TL;DR: AI agents are pushing identity lifecycle management, user access reviews, and change control beyond human-only assumptions, according to SailPoint. The audit problem is no longer whether controls exist, but whether they cover every non-human identity that can act inside material business processes.
At a glance
What this is: This is an analysis of how AI agents are stressing long-standing IT general controls by operating as non-human identities with production access.
Why it matters: IAM and NHI teams need to extend lifecycle, access review, and change-control governance to agents before audit gaps become operational gaps.
👉 Read SailPoint's analysis of AI agents and IT audit controls
Context
AI agent governance is now an identity security issue, not just an AI oversight issue. As agents are embedded into business workflows, they inherit access, make decisions, and touch regulated systems in ways that traditional human-centric ITGCs were not designed to govern.
SailPoint frames the problem as a control-silo issue: lifecycle management, access reviews, and change management are still often handled separately, while AI agents cut across all three. That pattern is increasingly atypical for mature programs, because the control failure is usually not the absence of policy, but the absence of a unified inventory and review model.
Key questions
Q: How should security teams govern AI agents as non-human identities?
A: Treat AI agents as first-class identities with named owners, explicit purpose, scoped entitlements, and a revocation path. Then apply lifecycle management, access reviews, and change control to the agent itself, not just to the human requester or surrounding application. That is the only way to make agent activity auditable and defensible.
Q: When do AI agents create more risk than they reduce?
A: They create more risk when they inherit broad tool access, operate across material business processes, or cannot be fully inventoried and reviewed. In that state, the agent expands effective access without equivalent governance. If you cannot explain what it can reach and who approves changes, the control model is too weak.
Q: What is the difference between human access reviews and agent access reviews?

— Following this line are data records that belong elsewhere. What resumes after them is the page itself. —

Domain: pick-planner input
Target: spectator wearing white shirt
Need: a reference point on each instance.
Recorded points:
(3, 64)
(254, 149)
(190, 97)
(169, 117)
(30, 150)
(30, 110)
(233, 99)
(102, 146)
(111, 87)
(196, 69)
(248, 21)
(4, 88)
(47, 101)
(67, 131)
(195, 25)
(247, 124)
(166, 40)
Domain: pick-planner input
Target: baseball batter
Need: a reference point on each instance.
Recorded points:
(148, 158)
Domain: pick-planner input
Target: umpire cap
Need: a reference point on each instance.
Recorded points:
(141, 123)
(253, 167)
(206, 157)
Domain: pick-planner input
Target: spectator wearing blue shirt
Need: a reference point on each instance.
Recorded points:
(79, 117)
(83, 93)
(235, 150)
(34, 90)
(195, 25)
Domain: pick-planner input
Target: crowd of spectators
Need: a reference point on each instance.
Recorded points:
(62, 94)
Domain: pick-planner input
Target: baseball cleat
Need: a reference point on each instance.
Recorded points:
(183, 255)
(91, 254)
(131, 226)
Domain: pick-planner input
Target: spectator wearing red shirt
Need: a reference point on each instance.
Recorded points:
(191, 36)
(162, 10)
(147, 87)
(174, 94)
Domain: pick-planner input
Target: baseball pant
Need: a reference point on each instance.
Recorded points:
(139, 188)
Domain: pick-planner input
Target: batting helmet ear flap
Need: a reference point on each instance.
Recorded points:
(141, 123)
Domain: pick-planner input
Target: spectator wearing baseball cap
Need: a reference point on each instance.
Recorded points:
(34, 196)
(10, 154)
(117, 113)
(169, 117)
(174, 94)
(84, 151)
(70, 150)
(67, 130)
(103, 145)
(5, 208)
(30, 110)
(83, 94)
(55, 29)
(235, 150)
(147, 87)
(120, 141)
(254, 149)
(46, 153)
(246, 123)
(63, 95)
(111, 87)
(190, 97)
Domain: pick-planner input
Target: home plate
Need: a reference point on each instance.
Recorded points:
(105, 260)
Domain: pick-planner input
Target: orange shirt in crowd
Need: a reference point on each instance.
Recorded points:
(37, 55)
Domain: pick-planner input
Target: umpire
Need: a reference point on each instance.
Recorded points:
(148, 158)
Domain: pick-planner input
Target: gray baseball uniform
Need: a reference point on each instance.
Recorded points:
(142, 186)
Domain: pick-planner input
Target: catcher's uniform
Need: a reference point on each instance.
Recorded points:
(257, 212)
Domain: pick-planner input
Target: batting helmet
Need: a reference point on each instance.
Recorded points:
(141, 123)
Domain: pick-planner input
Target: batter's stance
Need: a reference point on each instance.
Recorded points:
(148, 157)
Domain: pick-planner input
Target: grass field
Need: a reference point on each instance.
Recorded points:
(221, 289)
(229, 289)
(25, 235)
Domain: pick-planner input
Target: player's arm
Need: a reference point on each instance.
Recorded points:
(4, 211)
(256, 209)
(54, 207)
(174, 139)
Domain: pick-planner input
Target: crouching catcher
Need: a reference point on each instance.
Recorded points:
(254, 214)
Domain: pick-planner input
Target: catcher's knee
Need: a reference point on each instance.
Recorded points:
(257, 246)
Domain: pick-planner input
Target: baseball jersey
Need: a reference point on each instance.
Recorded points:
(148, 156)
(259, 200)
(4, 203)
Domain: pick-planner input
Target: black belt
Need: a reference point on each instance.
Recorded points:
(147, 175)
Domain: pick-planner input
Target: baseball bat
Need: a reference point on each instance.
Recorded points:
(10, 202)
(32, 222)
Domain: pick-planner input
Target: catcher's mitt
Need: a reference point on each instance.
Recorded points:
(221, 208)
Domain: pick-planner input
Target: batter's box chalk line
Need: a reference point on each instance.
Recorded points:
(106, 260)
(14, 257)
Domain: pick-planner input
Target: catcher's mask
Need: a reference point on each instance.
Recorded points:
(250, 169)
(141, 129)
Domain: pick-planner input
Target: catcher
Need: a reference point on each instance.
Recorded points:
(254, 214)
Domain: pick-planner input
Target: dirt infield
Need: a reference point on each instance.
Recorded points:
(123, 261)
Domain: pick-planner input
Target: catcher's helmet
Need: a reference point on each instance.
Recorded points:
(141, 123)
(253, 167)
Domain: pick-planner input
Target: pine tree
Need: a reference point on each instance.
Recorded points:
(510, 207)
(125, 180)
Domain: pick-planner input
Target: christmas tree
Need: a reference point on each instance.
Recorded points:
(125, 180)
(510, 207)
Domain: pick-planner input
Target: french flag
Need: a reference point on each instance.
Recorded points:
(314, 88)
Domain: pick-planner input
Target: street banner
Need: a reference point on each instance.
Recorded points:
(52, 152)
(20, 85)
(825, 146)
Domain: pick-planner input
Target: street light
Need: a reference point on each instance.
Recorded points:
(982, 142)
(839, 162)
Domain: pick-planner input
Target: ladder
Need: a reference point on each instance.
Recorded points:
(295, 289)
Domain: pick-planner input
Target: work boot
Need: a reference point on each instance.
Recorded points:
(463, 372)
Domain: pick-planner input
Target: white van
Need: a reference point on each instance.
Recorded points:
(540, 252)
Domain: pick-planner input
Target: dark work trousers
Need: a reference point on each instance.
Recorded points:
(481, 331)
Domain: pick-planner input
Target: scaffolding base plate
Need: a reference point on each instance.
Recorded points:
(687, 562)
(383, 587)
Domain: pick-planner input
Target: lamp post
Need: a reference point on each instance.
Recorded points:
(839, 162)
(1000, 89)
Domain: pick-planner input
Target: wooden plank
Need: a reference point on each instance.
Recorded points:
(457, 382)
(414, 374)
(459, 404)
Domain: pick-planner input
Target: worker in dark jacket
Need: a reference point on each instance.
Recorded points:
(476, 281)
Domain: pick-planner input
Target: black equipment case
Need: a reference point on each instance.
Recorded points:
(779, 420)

A: Human access reviews ask whether a person still needs a role or entitlement. Agent access reviews must ask what the identity can do across systems, how its permissions were delegated, and whether its effective access has grown beyond the original business intent. Agents require an operational, not just role-based, review model.
Q: Should organisations build separate controls for AI agent deployments?
A: Yes. AI agents behave like software and identities at the same time, so they need both SDLC-style approval gates and IAM-style entitlement controls. A separate control path prevents informal deployment from becoming permanent production access and gives auditors a clear evidence trail.
Technical breakdown
Why IT general controls break down for AI agents
IT general controls were built around bounded human roles, approved changes, and periodic review of stable entitlements. AI agents disturb that model because they can be provisioned like software, execute like a user, and expand their effective access through tool use and indirect delegation. In practice, the control evidence can look clean for the human requester while the agent quietly holds broader access than the person behind it. That is why an agent can pass a human access review while still creating an unreviewed path into finance, operations, or customer systems. Practical implication: treat agent access as a separate control object, not as a side effect of the human account that invoked it.
Practical implication: Inventory each agent as its own identity and map its effective privileges before audit testing begins.
Agentic development lifecycle and production change control
The article’s Agentic Development Lifecycle idea is the software-control answer to AI agents in production. The underlying issue is not only how the agent was built, but whether its creation, approval, testing, deployment, and ongoing review are auditable in the same way as code changes. If agents are introduced through informal workflows, the organisation loses traceability over who approved access, what environments were used, and which business processes the agent can affect. That creates a gap between model deployment and operational accountability. Practical implication: extend SDLC-style gates to agents before they touch production systems or regulated data.
Practical implication: Require documented approval, testing, and ownership for every agent before it reaches a live process.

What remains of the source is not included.